No matter how much Herod would try, this temple would be so much less than its predecessors. The most noted occurrence in the temple would not testify to it as the place God has put His name, but instead, just the opposite.
There was no Ark of the Covenant within it’s Holiest place, and no smoke would fill it as in days past, as God’s presence was known among his people. How could the priests simply go through the routines, how could the people have confidence in the sacrifices they offered? How empty, how hollow this edifice would have seemed.
It is no wonder that the Jewish people, as they heard about Jesus, would gather to him, hoping beyond hope, that the long awaited Messiah would restore the glory of Israel, that the beautiful temple would once again be the place where people would come, and know they were in the presence of God. They heart cries out for some hope.

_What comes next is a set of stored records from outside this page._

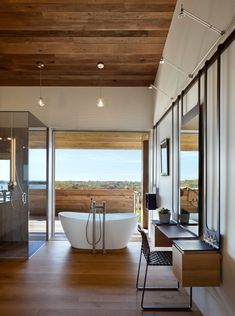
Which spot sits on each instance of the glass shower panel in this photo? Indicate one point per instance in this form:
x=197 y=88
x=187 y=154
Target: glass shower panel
x=14 y=185
x=22 y=137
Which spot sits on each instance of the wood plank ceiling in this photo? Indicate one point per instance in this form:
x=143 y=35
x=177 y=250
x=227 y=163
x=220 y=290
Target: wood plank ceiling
x=71 y=36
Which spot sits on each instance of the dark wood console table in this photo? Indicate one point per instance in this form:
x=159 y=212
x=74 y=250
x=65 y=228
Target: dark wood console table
x=195 y=263
x=164 y=234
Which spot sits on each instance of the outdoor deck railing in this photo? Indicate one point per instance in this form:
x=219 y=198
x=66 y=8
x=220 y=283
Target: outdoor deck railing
x=117 y=200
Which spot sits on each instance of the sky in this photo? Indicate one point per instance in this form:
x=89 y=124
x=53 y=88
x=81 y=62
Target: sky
x=96 y=165
x=85 y=165
x=189 y=165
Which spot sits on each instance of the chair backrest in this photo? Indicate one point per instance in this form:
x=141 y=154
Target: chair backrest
x=145 y=244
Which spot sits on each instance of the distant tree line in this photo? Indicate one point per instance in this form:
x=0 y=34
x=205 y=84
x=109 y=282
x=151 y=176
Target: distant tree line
x=131 y=185
x=193 y=183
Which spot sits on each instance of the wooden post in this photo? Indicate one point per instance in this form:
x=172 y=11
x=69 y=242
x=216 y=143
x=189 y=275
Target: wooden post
x=145 y=170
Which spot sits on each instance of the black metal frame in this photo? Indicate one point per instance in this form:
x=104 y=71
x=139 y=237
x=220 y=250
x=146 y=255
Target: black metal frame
x=202 y=138
x=165 y=144
x=147 y=255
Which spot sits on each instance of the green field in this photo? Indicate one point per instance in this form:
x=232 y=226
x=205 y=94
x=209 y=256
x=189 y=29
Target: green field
x=132 y=185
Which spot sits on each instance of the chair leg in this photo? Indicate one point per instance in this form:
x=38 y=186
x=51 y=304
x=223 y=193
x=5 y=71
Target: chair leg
x=138 y=273
x=152 y=288
x=144 y=285
x=169 y=307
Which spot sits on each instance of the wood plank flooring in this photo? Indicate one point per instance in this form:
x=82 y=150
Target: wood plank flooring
x=62 y=281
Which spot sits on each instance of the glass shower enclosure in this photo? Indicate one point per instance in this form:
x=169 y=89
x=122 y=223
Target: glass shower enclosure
x=23 y=184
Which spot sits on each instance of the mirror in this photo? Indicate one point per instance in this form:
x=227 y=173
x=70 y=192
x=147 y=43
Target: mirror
x=6 y=164
x=189 y=170
x=165 y=157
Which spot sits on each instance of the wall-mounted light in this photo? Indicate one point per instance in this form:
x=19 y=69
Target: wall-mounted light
x=40 y=66
x=164 y=60
x=183 y=13
x=152 y=86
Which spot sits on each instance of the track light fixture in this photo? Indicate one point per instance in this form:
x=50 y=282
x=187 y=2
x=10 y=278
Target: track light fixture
x=164 y=60
x=183 y=13
x=152 y=86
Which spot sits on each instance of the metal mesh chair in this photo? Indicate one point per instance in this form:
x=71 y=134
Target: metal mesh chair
x=156 y=258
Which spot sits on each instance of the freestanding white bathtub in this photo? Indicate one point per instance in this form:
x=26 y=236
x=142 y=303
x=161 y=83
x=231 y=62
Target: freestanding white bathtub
x=119 y=227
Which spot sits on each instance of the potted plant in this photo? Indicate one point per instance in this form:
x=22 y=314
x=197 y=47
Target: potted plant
x=184 y=216
x=164 y=215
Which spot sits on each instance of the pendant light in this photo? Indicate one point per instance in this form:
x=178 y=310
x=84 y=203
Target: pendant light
x=40 y=66
x=100 y=101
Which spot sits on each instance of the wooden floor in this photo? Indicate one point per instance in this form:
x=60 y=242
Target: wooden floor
x=61 y=281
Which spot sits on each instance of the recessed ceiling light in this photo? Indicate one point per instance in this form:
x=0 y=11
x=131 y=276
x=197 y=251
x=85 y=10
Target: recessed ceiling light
x=100 y=65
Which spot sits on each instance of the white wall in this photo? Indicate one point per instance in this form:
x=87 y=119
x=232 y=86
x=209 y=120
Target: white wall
x=186 y=45
x=126 y=108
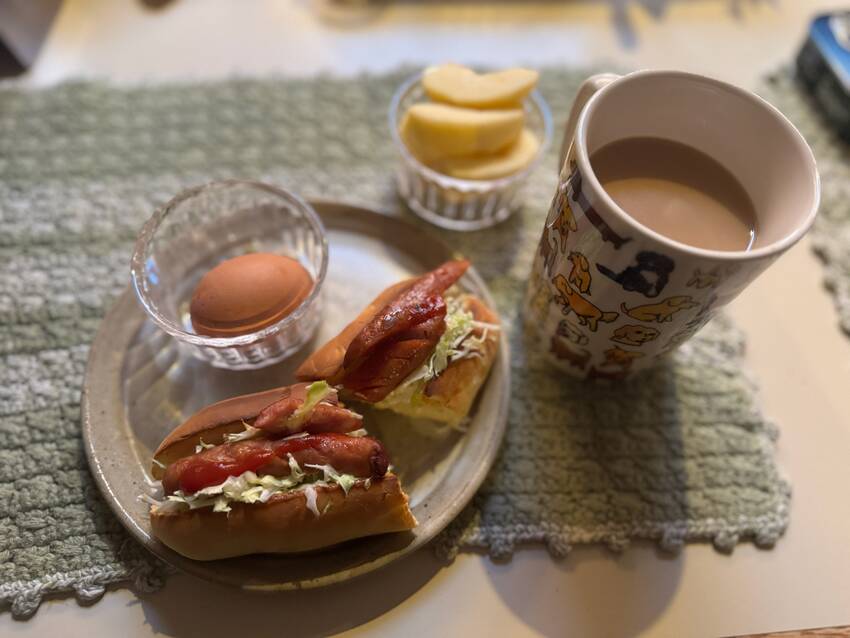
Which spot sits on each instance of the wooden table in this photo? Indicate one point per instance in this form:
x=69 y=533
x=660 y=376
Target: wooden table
x=799 y=357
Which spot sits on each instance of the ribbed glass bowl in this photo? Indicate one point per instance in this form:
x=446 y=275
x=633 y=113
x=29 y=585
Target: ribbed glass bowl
x=461 y=204
x=205 y=225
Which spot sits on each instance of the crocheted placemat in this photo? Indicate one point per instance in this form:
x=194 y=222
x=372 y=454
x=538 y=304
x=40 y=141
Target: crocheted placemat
x=682 y=454
x=831 y=232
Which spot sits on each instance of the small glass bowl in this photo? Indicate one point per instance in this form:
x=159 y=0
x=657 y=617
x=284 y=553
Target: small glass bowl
x=462 y=204
x=202 y=227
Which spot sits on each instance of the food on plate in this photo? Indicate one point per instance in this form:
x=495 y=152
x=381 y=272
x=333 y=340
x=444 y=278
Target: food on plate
x=439 y=130
x=282 y=471
x=456 y=84
x=421 y=348
x=474 y=127
x=248 y=293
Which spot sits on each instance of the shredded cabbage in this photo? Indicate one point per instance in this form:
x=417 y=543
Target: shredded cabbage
x=310 y=495
x=201 y=446
x=250 y=488
x=457 y=343
x=345 y=481
x=249 y=432
x=316 y=393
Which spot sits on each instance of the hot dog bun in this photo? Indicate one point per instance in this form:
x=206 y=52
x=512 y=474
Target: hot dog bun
x=285 y=524
x=211 y=424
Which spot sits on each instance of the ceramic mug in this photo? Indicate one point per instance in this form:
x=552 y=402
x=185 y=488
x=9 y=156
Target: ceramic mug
x=608 y=295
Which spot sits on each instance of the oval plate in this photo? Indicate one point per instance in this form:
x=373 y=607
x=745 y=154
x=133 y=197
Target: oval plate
x=139 y=385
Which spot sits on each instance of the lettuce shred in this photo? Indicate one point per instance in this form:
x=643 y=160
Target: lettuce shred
x=457 y=343
x=251 y=488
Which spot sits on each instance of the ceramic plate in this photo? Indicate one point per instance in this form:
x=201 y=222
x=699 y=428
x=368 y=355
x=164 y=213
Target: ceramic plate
x=139 y=385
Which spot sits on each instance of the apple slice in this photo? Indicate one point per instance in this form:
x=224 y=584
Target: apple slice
x=438 y=131
x=507 y=162
x=459 y=85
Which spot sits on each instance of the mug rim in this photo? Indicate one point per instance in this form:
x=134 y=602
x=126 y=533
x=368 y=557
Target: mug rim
x=774 y=248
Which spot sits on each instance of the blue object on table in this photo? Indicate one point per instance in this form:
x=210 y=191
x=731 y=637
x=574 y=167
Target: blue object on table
x=823 y=66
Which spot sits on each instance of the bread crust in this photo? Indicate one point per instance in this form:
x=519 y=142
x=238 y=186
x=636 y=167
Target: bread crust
x=212 y=423
x=285 y=524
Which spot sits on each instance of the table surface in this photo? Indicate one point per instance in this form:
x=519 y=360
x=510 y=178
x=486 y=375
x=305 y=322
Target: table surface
x=804 y=374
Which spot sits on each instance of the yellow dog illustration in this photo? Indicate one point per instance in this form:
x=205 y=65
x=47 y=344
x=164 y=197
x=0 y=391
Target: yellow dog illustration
x=580 y=272
x=548 y=251
x=660 y=312
x=702 y=280
x=565 y=222
x=560 y=348
x=616 y=356
x=632 y=335
x=611 y=375
x=588 y=314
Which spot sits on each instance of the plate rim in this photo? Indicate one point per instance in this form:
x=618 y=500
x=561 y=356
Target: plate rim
x=103 y=354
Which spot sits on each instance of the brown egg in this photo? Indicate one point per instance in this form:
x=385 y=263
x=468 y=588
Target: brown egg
x=248 y=293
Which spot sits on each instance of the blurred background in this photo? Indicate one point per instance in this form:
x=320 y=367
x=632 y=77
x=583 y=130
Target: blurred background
x=133 y=40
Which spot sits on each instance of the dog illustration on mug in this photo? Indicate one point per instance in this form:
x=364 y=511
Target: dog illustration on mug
x=648 y=275
x=565 y=222
x=548 y=250
x=661 y=311
x=561 y=349
x=571 y=301
x=616 y=356
x=580 y=272
x=632 y=335
x=608 y=233
x=571 y=333
x=702 y=280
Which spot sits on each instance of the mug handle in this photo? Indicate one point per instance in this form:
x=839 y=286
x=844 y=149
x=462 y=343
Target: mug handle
x=586 y=91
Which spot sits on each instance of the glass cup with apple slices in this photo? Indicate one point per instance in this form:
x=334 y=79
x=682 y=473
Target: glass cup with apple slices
x=480 y=186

John records it this way, “How long will you keep us in suspense? If you are the Christ, tell us plainly.”
They Didn’t Listen
The scriptures had told them clearly, what they could expect of the Messiah. They didn’t grasp the old promises, from the garden, where Eve was promised her descendant would crush the power of the tempter; to Moses’ promise that God would raise up another prophet who would lead God’s people and establish anew a covenant; to David’s psalms, singing praise to the God who would provide for His people; to Isaiah’s promise of the child who would be called Wonderful Counselor, Almighty God, Everlasting Father and Prince of Peace, who would suffer and bear the sins of all.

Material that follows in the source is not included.